Out-of-State Groups Back Ranked Choice Ban

By Anna Kaminski, Kansas Reflector

TOPEKA — Out-of-state, conservative nonprofits support a Kansas bill that would ban ranked-choice voting, which hasn’t been used on Kansans’ ballots since 2020. 

At a Monday hearing, legislators weighed Senate Bill 6, which would prohibit giving voters the option to rank candidates by order of preference. Ranked-choice voting was last used in Kansas during the 2020 party-run Democratic presidential primary, but it has never been used in an official election run by state or county election officers.

Opportunity Solutions Project, an arm of the Florida-based conservative think tank Foundation for Government Accountability, and the Honest Elections Project, a conservative elections nonprofit that is part of the advisory board for Project 2025, both offered testimony supporting a ban.

Current state law does not provide guidance for ranked-choice voting methods, said Jason Long with the Kansas Office of the Revisor of Statutes. The bill, which was the subject of a hearing Monday, would establish a definition for ranked-choice voting and cement a ban on the practice at all levels of government. 

The bill defines ranked-choice voting as “a form of voting that allows voters to rank two or more candidates for an elected office in order of preference and tabulates the cast ballots in multiple rounds with the elimination of the lowest vote-receiving candidate after each round until a candidate receives a majority of the votes cast.”

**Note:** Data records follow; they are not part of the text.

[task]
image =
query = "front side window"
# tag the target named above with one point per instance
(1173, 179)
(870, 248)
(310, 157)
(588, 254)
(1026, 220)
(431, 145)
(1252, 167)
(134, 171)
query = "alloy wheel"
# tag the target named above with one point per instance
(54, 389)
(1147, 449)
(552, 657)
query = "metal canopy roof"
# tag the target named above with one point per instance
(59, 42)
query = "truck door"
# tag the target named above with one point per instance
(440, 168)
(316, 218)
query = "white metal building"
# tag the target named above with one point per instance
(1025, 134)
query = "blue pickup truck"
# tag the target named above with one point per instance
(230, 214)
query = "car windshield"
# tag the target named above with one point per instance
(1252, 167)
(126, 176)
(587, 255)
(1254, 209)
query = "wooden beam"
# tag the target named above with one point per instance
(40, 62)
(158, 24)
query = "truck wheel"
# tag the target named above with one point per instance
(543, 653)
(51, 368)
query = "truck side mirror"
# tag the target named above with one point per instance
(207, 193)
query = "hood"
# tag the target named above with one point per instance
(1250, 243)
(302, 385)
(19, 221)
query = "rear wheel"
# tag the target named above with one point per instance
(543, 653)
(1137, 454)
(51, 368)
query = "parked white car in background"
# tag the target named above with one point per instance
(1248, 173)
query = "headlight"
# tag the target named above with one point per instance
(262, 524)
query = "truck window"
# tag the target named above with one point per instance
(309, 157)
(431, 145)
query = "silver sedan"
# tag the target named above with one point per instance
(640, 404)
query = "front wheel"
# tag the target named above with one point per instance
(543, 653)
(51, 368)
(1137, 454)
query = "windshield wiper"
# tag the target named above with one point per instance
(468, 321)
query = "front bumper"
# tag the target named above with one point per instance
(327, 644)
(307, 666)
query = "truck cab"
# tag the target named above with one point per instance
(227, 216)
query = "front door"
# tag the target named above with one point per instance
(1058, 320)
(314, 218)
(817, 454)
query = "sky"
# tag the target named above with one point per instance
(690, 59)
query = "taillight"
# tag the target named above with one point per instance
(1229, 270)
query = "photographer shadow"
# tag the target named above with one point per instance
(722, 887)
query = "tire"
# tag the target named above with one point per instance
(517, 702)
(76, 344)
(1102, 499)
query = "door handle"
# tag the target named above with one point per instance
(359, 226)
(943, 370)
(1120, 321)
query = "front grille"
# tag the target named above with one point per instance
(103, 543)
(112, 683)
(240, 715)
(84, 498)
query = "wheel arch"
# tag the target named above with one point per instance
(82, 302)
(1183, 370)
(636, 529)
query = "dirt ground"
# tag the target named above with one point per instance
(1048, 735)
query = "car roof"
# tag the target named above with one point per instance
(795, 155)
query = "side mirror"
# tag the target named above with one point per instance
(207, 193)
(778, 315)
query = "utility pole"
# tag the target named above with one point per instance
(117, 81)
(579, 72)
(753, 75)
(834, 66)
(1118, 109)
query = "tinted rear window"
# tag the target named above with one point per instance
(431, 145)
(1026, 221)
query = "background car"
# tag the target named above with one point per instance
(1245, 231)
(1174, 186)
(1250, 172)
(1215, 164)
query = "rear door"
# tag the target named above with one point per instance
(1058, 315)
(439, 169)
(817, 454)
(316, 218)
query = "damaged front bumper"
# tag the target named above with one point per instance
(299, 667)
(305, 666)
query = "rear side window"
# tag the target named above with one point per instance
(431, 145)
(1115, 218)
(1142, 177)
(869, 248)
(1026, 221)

Clay Barker, general counsel to the Kansas Secretary of State’s Office, testified that the purpose of ranked-choice voting is to ensure that “the eventual prevailing candidate is the consensus choice of a majority of the voters.”

Little research exists on the impacts of ranked-choice voting. Opponents say it is costly for governments, complicated for voters and might suppress voter turnout. Proponents say it increases voter satisfaction because the most popular candidate is more likely to win and offers alternatives to the two major political parties.

“Every time I hear it, I’m confused,” said Sen. Mike Thompson, chairman of the Senate federal and state affairs committee, at the Monday hearing.

Elaine Stephen, an opponent of the bill, likened the process of ranked-choice voting to selecting one’s lunch. 

“If you’re thinking hamburger versus taco versus pizza, (and) if you go and they don’t have hamburgers downstairs in the snack bar, well then you automatically know what your second choice is,” she said. “That’s what ranked-choice voting is.”

Stephen, who testified Monday on her own behalf despite her role as co-leader of the pro-ranked-choice voting organization Rank the Vote Kansas, pointed to Minneapolis, Alaska and Maine, which have enacted ranked-choice voting in recent years. Ireland and Australia have been using the method for more than a century each. 

Madeline Malisa, a Portland, Maine, fellow with Opportunity Solutions Project gave similar testimony as she did last year, saying ballots are discarded in order to achieve a majority vote. 

“It’s un-American to throw out ballots by design,” she said. 

Ballots are not thrown out because of the design of ranked-choice voting. Instead, common reasons for ballot rejections could include failing to meet mail-in deadlines, incorrect voter registration information or voting at an incorrect polling location.

Jason Snead, the executive director of Honest Elections Project Action said ranked-choice voting “makes every stage of the voting process more complicated, so much so that enormous effort must be put into reeducating the public.”

Eleven states have rejected ranked-choice voting, including in Missouri where voters approved a ban in the 2024 election.

This story has been updated to clarify that ranked-choice voting has never been used in official elections — only in party-run elections, which are not the subject of the bill.